Date: 01/22/2001 at 23:38:51
From: Li
Subject: Circle packing

Here is my question: 

One way to pack a 100 by 100 square with 10,000 circles, each of 
diameter 1, is to put them in 100 rows with 100 circles in each row. 
If the circles are repacked so that the centers of any three tangent 
circles form an equilateral triangle, what is the maximum number of 
additional circles that can be packed? 

To solve this question, I first calculated the total area of the 
square: 10000. Then, 10000 - 7850, which is not occupied by the 
circles, thus, 2150/4PI, so the answer must be the maximum one, 1443. 
However, my math teacher told me that my method was wrong. He said 
that the circles could not be inserted simply by sqeezing them in. On 
the other hand, he hasn't figured out a way to solve the problem yet. 

Yours truly, 
A sincere visitor to your Web site


Date: 01/23/2001 at 16:20:36
From: Doctor Greenie
Subject: Re: Circle packing

Hello, Li -

I see the correct answer (at least the answer I got: 1443) in what you 
have written.  But I don't see from the work you tried to show where 
the answer comes from.  If I follow the words you use to describe how 
you tried to solve the problem, then you just divided the area not 
occupied by circles (2150 sq cm) by the area of one circle (pi/4)... 
but this calculation gives an answer of 2738.

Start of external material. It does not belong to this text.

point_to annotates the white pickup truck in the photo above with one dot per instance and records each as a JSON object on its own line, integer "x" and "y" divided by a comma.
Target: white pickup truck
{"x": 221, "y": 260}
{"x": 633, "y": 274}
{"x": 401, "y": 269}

Here is how I came up with the answer of 1443....

When the circles are packed so that the centers of any three tangent 
circles form an equilateral triangle, then alternate rows of circles 
will contain 100 or 99 circles. We need to determine how many rows of 
100 and how many rows of 99 we can fit into the 100-cm width if we 
pack them in this way.

With one row of circles, the amount of the width that is used is just 
the diameter of each circle, which is 1 cm.  If you draw a rough 
picture of how the circles look when they are packed as described, you 
will be able to see that the amount of width used by two rows of 
circles is equal to the radius of one circle, plus the height of one 
of the equilateral triangles formed by the centers of the circles, 
plus another radius. Your knowledge of the characteristics of an 
equilateral triangle should show you that the height of the 
equilateral triangle is equal to one-half the square root of 3. So 
the amount of the width used by two rows of circles is (1 + one-half 
the square root of 3).

It can then be seen from a sketch of the arrangement that the width 
used by n rows of circles is

          (n-1) * square root of 3
     1 + --------------------------
                     2

The number of rows that can fit in the 100X100 container can be found 
by determining the largest value of n for which the expression above 
is less than 100. The answer is n = 115 rows.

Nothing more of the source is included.